One day when Steve was at work, a beautiful woman with curly black hair knocked on my door bearing flowers. She introduced herself as Julia Vetrie, but we always knew her as Julia. Her husband taught at Appalachian and she welcomed us and invited us to dinner.
I was fascinated by Michael and Julie. When we got to their sweet little A-frame on the edge of Boone, Julie had nothing prepared. I watched her make an apple pie (delicious!) and then start dinner. Coming from a family that wanted to be ready to sit down to eat the minute guests walked in the door, this was fascinating. I loved their laid-back approach to life, though about certain things Mike could be very intense.
At the university, Michael showed Steve around and introduced him. He had been there a couple of years and could caution Steve about certain things and guide him. He answered questions and saved Steve much time, energy, and angst.
From that moment on, Julie and Michael Vetrie were our close friends. Julie had grown up in the Church of Christ—actually a PK—so we had lots in common. She occasionally visited the little church in Boone where Steve was preaching. Mike was more of an agnostic, as I recall, and we had many interesting—and cordial—conversations about beliefs and faith.
The Boone-Blowing Rock area offered little to do past the summer tourist season, so the four of us would drive to Hickory or Charlotte for a full Saturday of food, fun, and shopping. It was the first time Steve and I both had full-time jobs, and we enjoyed having a bit of discretionary income. Our favorite splurge was to eat at The Epicurean, one of the few upscale restaurants in Charlotte at the time.
Then our year ended and we moved to Bloomington, Illinois, for Steve to work on his Ph.D. at the University of Illinois while he taught at Illinois State. Mike had also decided to pursue his advanced degree at the U of I, so they moved to Champaign and Julie got a job there. Mike was in theater and Steve in communication. We were excited that both were accepted into the Ph.D. programs.
Steve was driving 50 miles each way to go to classes, and on Monday nights Julie and Mike would have him over for dinner after his 4 p.m. class. They continued their bonding and occasionally I could go, too.
After four years, Steve graduated and we moved to Southgate, Kentucky, for him to teach at Northern Kentucky University. Mike and Julie had already moved to Lima, Ohio, for Mike to direct a local theater. So, once again, we were fairly close—about three hours apart. We visited each other and enjoyed being with their daughter Micki as we introduced our son Josh.
Then they moved to Louisiana, where they were from. Too far for weekend visits! But when our family vacationed at Amelia Island, Florida, they joined us there for a couple of days with their children Micki and Andy. A fun reunion! Those are the pictures I have.
And now they’ve lived in California for about 40 years! We’ve visited them a couple of times when we were there for a conference or to visit relatives. Every time we pick up as though we hadn’t been far apart for years.
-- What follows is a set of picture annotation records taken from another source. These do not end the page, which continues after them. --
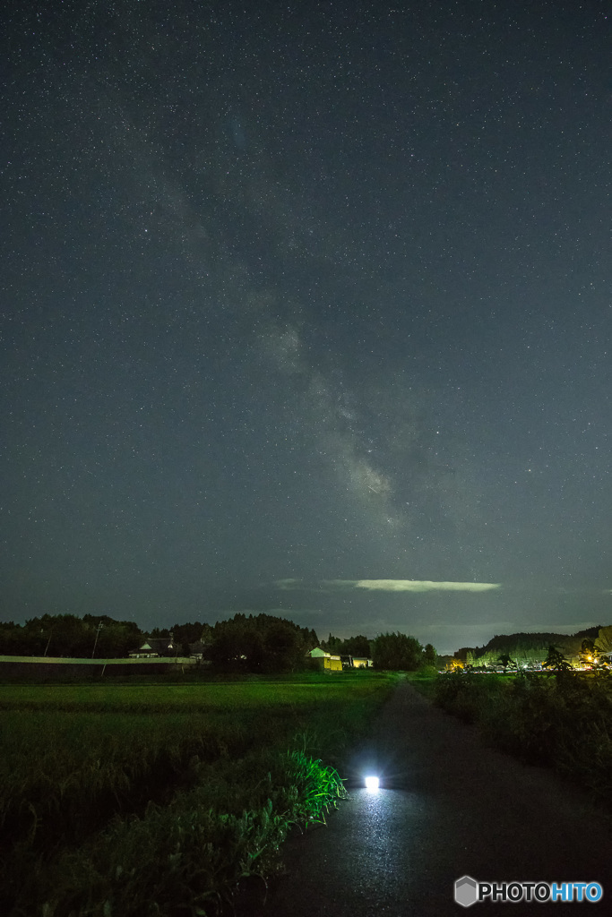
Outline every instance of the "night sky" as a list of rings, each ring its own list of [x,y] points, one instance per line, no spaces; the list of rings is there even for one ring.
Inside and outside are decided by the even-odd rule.
[[[2,14],[2,617],[612,622],[597,0]]]

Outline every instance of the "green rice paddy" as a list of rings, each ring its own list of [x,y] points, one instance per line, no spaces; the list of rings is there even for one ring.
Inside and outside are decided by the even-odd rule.
[[[220,914],[265,882],[292,823],[392,681],[374,673],[0,687],[0,911]],[[338,768],[340,773],[339,774]]]

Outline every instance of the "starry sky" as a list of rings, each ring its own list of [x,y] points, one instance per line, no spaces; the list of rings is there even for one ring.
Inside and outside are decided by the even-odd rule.
[[[7,6],[4,620],[612,621],[608,10]]]

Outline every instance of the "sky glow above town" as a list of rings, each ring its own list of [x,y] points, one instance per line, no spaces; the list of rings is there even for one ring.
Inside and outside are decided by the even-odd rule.
[[[605,4],[2,19],[3,619],[612,622]]]

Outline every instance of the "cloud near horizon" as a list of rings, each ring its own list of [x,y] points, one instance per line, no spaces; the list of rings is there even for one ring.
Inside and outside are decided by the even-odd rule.
[[[309,586],[302,580],[277,580],[274,583],[282,590],[318,589],[325,591],[351,591],[362,589],[384,592],[485,592],[501,589],[498,582],[436,582],[431,580],[322,580],[317,586]]]

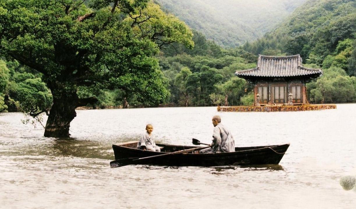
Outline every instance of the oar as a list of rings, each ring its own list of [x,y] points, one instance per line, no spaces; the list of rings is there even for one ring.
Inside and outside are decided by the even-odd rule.
[[[203,147],[197,147],[187,150],[179,150],[173,152],[169,152],[168,153],[164,153],[162,155],[158,155],[154,156],[150,156],[149,157],[130,157],[129,158],[123,158],[112,161],[110,162],[110,166],[112,168],[116,168],[117,167],[121,167],[129,165],[132,165],[135,164],[139,164],[140,161],[142,161],[146,159],[150,158],[158,158],[166,156],[166,155],[175,155],[176,154],[180,154],[182,153],[186,153],[197,150],[200,150],[203,149],[210,147],[210,146],[204,146]]]
[[[201,143],[201,142],[200,142],[200,141],[199,141],[197,139],[194,139],[194,138],[193,138],[193,140],[192,142],[193,143],[193,144],[195,144],[195,145],[200,145],[201,144],[204,144],[205,145],[210,145],[210,144],[208,144]]]

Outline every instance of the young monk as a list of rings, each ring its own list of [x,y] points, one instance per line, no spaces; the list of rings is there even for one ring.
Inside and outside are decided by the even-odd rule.
[[[161,149],[155,143],[152,132],[153,127],[151,124],[146,125],[146,132],[142,135],[137,143],[137,149],[154,152],[160,152]]]
[[[235,151],[235,141],[229,130],[221,123],[221,118],[215,116],[211,119],[214,128],[211,147],[199,151],[200,153],[216,153]]]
Mike and Julie were always the very best hosts ever! Julie is a great cook and Mike seems to anticipate the every possible need of a guest. They are fun and comfortable to be around. They are outspoken about their political beliefs, and they always advocate for the underdog.
The Vetries are dear to us even though we don’t see them often and rarely communicate. No matter what, they are dear friends of the heart.